BRANAS Y DIMENSIONES
Sin embargo, en los años posteriores se comprobó que la cosa era mucho más complicada. Según los cálculos, para que la teoría fuera congruente, no todas esas cuerdas eran pequeños filamentos de una sola dimensión (como una línea), también debía haber entre ellas objetos de más dimensiones, otras serian como diminutas sábanas con dos dimensiones (alto y ancho), algunas como minúsculos objetos con tres dimensiones (alto, ancho y profundo).
Lo peor es que aparecen objetos de más dimensiones que las que observamos a nuestro alrededor, posiblemente hasta 11. Entonces decidieron cambiar el nombre cuerdas por el de branas, de forma que una cuerda de una dimensión sería una 1 brana, una de dos dimensiones se llamaría 2 brana, y una de once se trataría de una 11 brana.
Si esto es así y existen estos objetos, entonces vivimos en un universo de 10 u 11 dimensiones espaciales. Cuesta imaginárselo: podemos movernos cotidianamente en tres dimensiones:
1 Adelante y atrás
2 Izquierda y derecha
3 Arriba y abajo
También podemos hacerlo en diagonal de muchas formas, pero seguirían siendo combinaciones de esas tres dimensiones.
Pero se cree que el resto de dimensiones podrían estar plegadas, y solo manifestarse a escala de las branas. Esto se entiende con un sencillo ejemplo:
Tenemos una hoja de papel y observamos que tiene dos dimensiones: longitud y anchura. Si esa hoja la enrollamos fuertemente a lo ancho, nos quedaría una tira de una sola dimensión: la longitud. La anchura estaría plegada y una hormiga solo podría moverse sobre ella a lo largo, de forma que pensaría (si las hormigas pensaran) que está sobre un objeto de una sola dimensión.

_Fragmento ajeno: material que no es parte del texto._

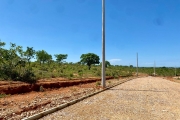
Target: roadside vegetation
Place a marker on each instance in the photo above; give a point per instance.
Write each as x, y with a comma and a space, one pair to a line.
16, 64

Para complicar más las cosas, la teoría de branas (que se sigue llamando “de cuerdas” comúnmente por costumbre) presenta cinco variantes, y ninguna parece ni mejor ni peor que las demás.
TEORÍA M
Lo esperanzador de estas teorías de branas es que se ha demostrado que cada una de las cinco variantes son aspectos de una sola teoría, a la que Stephen Hawking llama Teoría M y lo que es más, la anteriormente descrita supergravedad es otro aspecto de esa misma teoría. Entonces, se cree que la gran teoría subyacente que hay detrás sería el final del camino para unificar las cuatro fuerzas.
Queda esperar si se consigue llegar a esa teoría final, y si alguien ingenia algún experimento que ayude a comprobarla. También podría ocurrir que todo esto no llevara a ninguna parte, y seguro que para lo uno o para lo otro será de ayuda el nuevo acelerador de partículas que se está construyendo en el Centro Europeo de Investigación Nuclear, el cual comenzará a dar resultados a partir de 2008.
Hasta entonces, estaremos a la expectativa.